Kidding time is so exciting!! Well 50% frustrating 50% exciting ;-) my phone won't pull up your pics do I can't guess which will go first


----------



## TiffofMo (Jan 10, 2011)

Darla kidded this afternoon twins 1 doe 1 buck. The doe got chilled so im trying to get her temp up pics in a bit.


----------



## WhisperingWillowNDG (Jul 20, 2011)

I saw pics on facebook. Congrats on the babies! Glad little girl came out of it ;-)


----------



## Trickyroo (Sep 26, 2012)

Congrats  I wanna see pictures !!!!!!!


----------



## TiffofMo (Jan 10, 2011)

Thanks everyone pics are here http://www.thegoatspot.net/forum/f219/darlas-twins-139597/
Next doe to Kid is Gracie she is due Feb 5 but 145 days is tomorrow. Then if Zena was bred at her previous house she is due the end of March. Hydee and Ocean im hopping will be due in April. Then thats it tell fall unless i buy a bred doe.


----------



## TiffofMo (Jan 10, 2011)

Bad day today Grace went into labor and i lost mama but the 2 kids are alive.

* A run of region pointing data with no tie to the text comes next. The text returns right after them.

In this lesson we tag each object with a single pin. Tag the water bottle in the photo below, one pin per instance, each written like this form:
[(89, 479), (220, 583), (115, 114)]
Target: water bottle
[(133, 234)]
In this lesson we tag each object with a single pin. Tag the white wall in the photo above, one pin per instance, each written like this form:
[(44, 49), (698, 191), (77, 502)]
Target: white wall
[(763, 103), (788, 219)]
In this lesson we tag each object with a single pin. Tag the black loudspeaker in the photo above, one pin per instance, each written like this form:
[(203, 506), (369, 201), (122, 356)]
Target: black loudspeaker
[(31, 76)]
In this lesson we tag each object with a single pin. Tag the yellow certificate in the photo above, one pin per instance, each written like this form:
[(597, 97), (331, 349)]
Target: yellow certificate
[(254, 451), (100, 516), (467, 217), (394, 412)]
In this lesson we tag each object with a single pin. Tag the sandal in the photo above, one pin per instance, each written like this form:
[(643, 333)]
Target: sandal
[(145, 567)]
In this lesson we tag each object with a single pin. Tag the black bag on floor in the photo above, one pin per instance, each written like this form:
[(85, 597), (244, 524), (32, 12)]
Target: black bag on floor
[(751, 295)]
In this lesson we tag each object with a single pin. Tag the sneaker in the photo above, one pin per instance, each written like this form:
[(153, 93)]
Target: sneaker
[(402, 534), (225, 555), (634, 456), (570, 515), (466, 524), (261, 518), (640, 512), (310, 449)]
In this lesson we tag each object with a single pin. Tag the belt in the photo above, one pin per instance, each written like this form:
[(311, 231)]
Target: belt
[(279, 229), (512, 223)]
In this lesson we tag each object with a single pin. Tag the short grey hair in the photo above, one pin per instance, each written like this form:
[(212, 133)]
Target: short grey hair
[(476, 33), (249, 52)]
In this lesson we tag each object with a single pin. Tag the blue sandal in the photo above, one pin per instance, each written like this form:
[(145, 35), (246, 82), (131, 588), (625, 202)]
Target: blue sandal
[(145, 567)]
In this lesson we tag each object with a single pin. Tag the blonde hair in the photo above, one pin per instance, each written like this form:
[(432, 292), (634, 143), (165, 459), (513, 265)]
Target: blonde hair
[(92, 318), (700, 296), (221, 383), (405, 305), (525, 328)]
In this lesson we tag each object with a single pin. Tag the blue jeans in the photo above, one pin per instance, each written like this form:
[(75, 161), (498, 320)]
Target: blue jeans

Here is what i said on facebook im wore out and dont fill like typing. 


Ok so to let everyone know how my day went. Went to church came home found 1 nearly dead doe laying in the yard and Gracie in labor. Hubby was home so he set and watch Gracie i ran in and revived the doe. She had a warm water bath then blow dried and gave her a sip of milk and set her on a heat pad. Then outside i ran gave hubby a kiss and off to work he went. The i went into Gracie and knew some was wrong. So after spending 3 hr trying to figure how to pull the kid. I found a vet and called the vet and she finally came out. And after a struggle pulled a boy out alive. She put the doe down and now im setting here with 2 bottle babies. Both babies are alive the doe is on her feet and taking a bottle the buck still cant stand but is very strong and a loud mouth and ive got some drops of milk in him.


----------



## crocee (Jul 25, 2008)

I'm so sorry you lost Gracie. She will live on in her kids and in your heart.


----------



## chapinranch (Apr 30, 2012)

sorry to hear you lost Gracie Tiff you have her in her kids tho:tear::hug:


----------



## BabyCutlet (Jan 23, 2013)

That's so sad!! At least you'll have her twins to remind you of her! Best of luck with the babies, and I'm sorry for your loss!


----------



## Trickyroo (Sep 26, 2012)

OMG ! Im so sorry Tiffany :hug:
How tragic !! 
My thoughts are with you and prayers to your little ones.
They couldnt be in better hands.


----------



## Engebretsen (May 16, 2012)

So sorry for your loss!


----------



## WhisperingWillowNDG (Jul 20, 2011)

:-( I'm sorry for Gracie but you did a great job saving the babies! (((Hugs!!)))


----------



## TiffofMo (Jan 10, 2011)

Just a update for those that are not on facebook. Gracie did not pass last night. Dang vet gave her a shot and left. So ive been giving her Pen-g and Benimun (sp) today figure if she has a will to live i will try to help her. The babies are doing ok wish they would eat more. Im getting an ounce in them ever 3 hrs. Its been a long day agian and i fill tomorrow will be the same.


----------



## Wlschwallenberg (Jan 4, 2013)

Praying for Gracie!


----------